The collapse of Silicon Valley Bank on Friday, March 10, threatened to leave many startups in a perilous financial position. But few had more at stake than Circle Internet Financial Ltd., the venture-capital-backed crypto company whose role in the digital ecosystem was as an issuer of the most trusted stablecoin, USD Coin, or USDC.
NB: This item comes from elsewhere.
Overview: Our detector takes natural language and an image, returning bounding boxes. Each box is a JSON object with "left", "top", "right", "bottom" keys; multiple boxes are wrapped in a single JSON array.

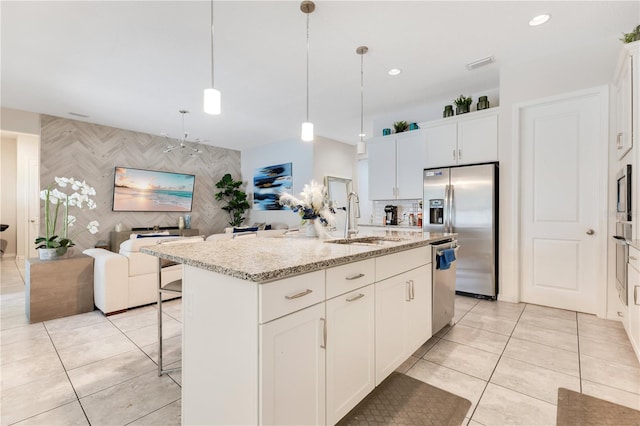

Stablecoins are akin to poker chips that can be used to buy and sell crypto. Because they were originally 100 percent backed by dollar equivalents like Treasury bills, they could trade at parity with the dollar. The problem for Circle: $3.3 billion of its cash reserves were stuck in an account at SVB, which had just been seized by the Federal Deposit Insurance Corp. The lack of cash led USDC to lose its peg to the dollar, and by the next morning — a Saturday — it traded as low as 87 cents.
Circle’s banking problems didn’t start or end with SVB. The stablecoin issuer also had previously banked at California-based Silvergate Bank and New York-based Signature Bank — two banks whose internal blockchain trading networks had facilitated the crypto boom. Both banks are now gone, as are their trading networks. A significant portion of the assets of Signature, also seized by the FDIC, was bought by New York Community Bank, but its remaining $4 billion in crypto assets were not part of the deal. Silvergate is winding down operations, and it and Signature are under investigation by the U.S. Department of Justice and other authorities, suspected of facilitating money laundering amid a lack of proper oversight.
The demise of these three banks cut off the crypto world’s predominant access to the U.S. banking system, leaving investors shaken. Almost immediately, Bitcoin slipped below the $20,000 floor it had established after falling over the past year following a cascade of debacles: the demise of stablecoin issuer Terraform Labs, the liquidation of crypto hedge fund Three Arrows Capital, the high-profile bankruptcies of Voyager Digital and Celsius Network, and finally the ignominious end to Sam Bankman-Fried’s allegedly fraudulent FTX crypto empire.
But despite all these headwinds, something strange happened. Bitcoin began to rally. It’s now up 35 percent since the SVB collapse, and the crypto faithful say it’s just more proof that the lack of trust in government institutions that led to Bitcoin’s birth following the 2008 financial crisis is alive and well.
“Bitcoin is a report card on monetary policy and financial stability. In other words, it was built for these times,” Mike Novogratz, CEO of crypto firm Galaxy Digital and one of crypto’s most influential boosters, tweeted on March 23. “On a risk-adjusted basis, [Bitcoin] is the best-performing asset of the year, outpacing growth stocks, banks, and major stock benchmarks.” (Bitcoin is still down more than 50 percent from its peak in November 2021.)
Novogratz later called the banking crisis “an adrenaline shot” for crypto.
That crisis clearly has been a boost to the Bitcoin bulls. “The story right now is banks are in trouble,” explains Molly White, a fellow at the Harvard Library Innovation Lab who is researching cryptocurrencies and the blockchain. Other U.S. banks have been looking vulnerable, as have European banks following the Swiss-government-backed rescue of Credit Suisse by UBS. For the Bitcoin “maximalists” — those who White says believe the banking system is near collapse and hyperinflation is coming — “the way to protect yourself is by buying Bitcoin; taking your savings account, withdrawing that cash, using it to buy Bitcoin, and that will protect you.” It is the same narrative that propelled Bitcoin in the first place — despite there being no evidence to support it, she says.
In fact, much of the evidence points to something more nefarious. “It’s pretty much uncontroversial that some crypto trading is manipulated,” says White, who was named one of crypto’s most influential people by CoinDesk in 2022. “The question really is just how much.”